Assessment of Effectiveness
Red Hat is monitoring the effectiveness of our global policies, procedures, and processes to address the modern slavery risks in our operations and supply chain. As noted in the preceding two sections, we have detailed our actions across four key performance areas: governance; due diligence; employee training & certification; and grievances and reporting. We currently utilize our global Compliance and Ethics Hotline and other reporting channels as part of our monitoring efforts. Over the reporting period, we received zero reports of instances of modern slavery whether actual or suspected.

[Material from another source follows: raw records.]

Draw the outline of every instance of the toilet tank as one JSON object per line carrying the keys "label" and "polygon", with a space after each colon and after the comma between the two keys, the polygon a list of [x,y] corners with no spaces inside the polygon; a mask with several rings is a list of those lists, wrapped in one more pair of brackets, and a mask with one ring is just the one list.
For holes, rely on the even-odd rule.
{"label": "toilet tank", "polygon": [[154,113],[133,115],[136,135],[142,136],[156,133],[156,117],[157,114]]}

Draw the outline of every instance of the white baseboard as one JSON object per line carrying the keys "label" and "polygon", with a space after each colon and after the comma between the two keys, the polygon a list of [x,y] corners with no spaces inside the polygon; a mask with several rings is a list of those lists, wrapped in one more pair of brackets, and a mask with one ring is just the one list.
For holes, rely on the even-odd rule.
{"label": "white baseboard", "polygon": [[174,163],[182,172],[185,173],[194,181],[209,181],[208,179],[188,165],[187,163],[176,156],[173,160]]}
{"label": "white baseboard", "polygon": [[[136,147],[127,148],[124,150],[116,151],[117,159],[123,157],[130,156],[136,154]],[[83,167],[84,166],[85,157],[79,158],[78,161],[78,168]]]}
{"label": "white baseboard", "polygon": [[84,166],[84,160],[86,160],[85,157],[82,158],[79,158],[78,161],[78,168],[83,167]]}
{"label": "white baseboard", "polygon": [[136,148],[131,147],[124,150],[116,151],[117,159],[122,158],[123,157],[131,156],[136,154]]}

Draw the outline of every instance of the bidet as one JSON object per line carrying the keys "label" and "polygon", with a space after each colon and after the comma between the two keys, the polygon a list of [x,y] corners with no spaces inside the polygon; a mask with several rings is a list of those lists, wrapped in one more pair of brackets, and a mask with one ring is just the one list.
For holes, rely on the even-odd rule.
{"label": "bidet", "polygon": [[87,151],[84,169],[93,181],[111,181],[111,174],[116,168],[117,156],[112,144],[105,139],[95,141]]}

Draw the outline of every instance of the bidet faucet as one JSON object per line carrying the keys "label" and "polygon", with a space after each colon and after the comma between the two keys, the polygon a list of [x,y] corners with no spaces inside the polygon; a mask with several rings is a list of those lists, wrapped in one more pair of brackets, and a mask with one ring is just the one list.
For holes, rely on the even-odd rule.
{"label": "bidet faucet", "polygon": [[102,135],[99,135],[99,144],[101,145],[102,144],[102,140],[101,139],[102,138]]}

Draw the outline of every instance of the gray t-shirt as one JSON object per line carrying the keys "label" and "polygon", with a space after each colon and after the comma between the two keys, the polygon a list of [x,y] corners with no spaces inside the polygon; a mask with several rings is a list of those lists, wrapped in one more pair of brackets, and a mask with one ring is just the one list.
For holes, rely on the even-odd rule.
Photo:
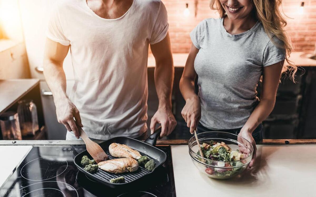
{"label": "gray t-shirt", "polygon": [[[212,129],[242,127],[259,102],[257,84],[263,67],[284,60],[284,49],[270,40],[257,22],[232,35],[222,18],[203,21],[190,34],[199,49],[194,61],[201,102],[200,122]],[[282,41],[274,36],[275,43]]]}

Overall, Red Hat is taking a proactive and iterative approach to eradicating modern slavery risk in its operations and supply chains. Our iterative approach allows us to continuously review and improve our human rights efforts, as well as best practices across different regions, to try to prevent modern slavery and human trafficking within both our operations and our supply chains globally.
This statement is being published in satisfaction of the statutory obligations under section 54 of the UK Modern Slavery Act (2015) on behalf of Red Hat Inc. and its subsidiaries, which includes Red Hat UK Limited. This statement was reviewed and approved by the Board of Directors of both Red Hat, Inc. and Red Hat UK Limited.